Because it seems like the en vogue thing to do, I will conflate my addiction to power and sexual authority with real mental health issues like the ones I have inflicted on dozens of women and submit myself to an intensive, weekend-long inpatient treatment program at a luxurious rehab center, during which I will participate in the minimum number of rehabilitation activities that the clinic requires. It’s not that I’m mocking the process, it’s just that I know that I’m not actually addicted to sex. I simply like displaying my power over people and assumed nobody would believe a woman over me, a Rich and Powerful Man. Had I known that any of these revelations would be made public and believed, I would have eschewed procuring sexual favors from interns and stuck to a high dollar prostitute with an NDA, supplemented by my time-consuming pornography habit.
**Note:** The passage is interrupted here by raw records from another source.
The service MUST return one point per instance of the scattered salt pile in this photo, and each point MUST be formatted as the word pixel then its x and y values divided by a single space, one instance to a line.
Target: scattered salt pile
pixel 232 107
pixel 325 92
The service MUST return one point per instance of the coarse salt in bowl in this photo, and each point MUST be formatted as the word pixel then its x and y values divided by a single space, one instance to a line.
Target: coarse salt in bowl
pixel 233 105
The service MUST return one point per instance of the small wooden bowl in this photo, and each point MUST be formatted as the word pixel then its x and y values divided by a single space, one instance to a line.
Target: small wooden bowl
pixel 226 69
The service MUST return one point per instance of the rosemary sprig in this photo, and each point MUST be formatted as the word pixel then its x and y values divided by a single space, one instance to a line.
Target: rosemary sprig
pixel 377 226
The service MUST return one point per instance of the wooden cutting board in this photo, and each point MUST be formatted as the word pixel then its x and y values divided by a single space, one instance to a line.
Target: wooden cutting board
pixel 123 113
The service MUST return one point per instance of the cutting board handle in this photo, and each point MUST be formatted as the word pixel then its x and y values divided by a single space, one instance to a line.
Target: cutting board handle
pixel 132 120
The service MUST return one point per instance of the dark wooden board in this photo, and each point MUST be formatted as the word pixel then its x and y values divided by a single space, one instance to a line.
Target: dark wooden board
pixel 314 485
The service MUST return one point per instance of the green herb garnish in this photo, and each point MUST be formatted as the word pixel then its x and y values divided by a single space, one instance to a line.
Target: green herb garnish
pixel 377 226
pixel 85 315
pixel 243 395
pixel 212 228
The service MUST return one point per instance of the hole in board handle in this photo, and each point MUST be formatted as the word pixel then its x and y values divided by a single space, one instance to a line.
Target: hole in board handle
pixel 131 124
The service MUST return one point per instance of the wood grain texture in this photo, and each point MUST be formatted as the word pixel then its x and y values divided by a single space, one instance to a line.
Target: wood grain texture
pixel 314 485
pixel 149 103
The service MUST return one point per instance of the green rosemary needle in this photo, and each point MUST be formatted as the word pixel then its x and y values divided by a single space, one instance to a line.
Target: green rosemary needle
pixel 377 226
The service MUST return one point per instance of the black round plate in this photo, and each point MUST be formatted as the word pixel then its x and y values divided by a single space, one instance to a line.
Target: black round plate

Because I was fired from my powerful job and am unhirable for any profession except national politics, I will be taking some time off to consider the repercussions of my actions and seriously listen to the stories of these women who didn’t know how to take a compliment. I’ll be doing this vital work as my full-time job, from my suite at the Waldorf, from my house in Malibu, and from my villa in Tuscany.
To all the women who stood up, defended me, and shared their stories of not being assaulted by me, I thank you. And while I’m in town would you like to grab dinner? Maybe after we can go up to my suite at the Waldorf and crack open a bottle or two of wine.
I also want to thank Jimmy Fallon for scheduling my next appearance on The Tonight Show for June 16, 2019 during which I will tell my touching, carefully constructed redemption story and Jimmy will jokingly tousle my hair or we’ll play some stupid game that involves me embarrassingly getting raw egg or whipped cream on my bespoke suit. After that, I hope America will accept my apology and give me another high-paying, powerful job.
In this important time, it is critical that we listen to the voices of the women who have been taken advantage of by Rich and Powerful Men like me. It is also important that you find our apologies sincere and significant enough to eventually forgive and reinstate all of the Rich and Powerful Men who treated these women like sexual objects and disposable play toys. Thank you for listening.
Oh! Also, did I mention I’m gay, or was drunk, or whatever? Because I am definitely whichever of those makes you more likely to forget about all of this and let me have my powerful, important position back.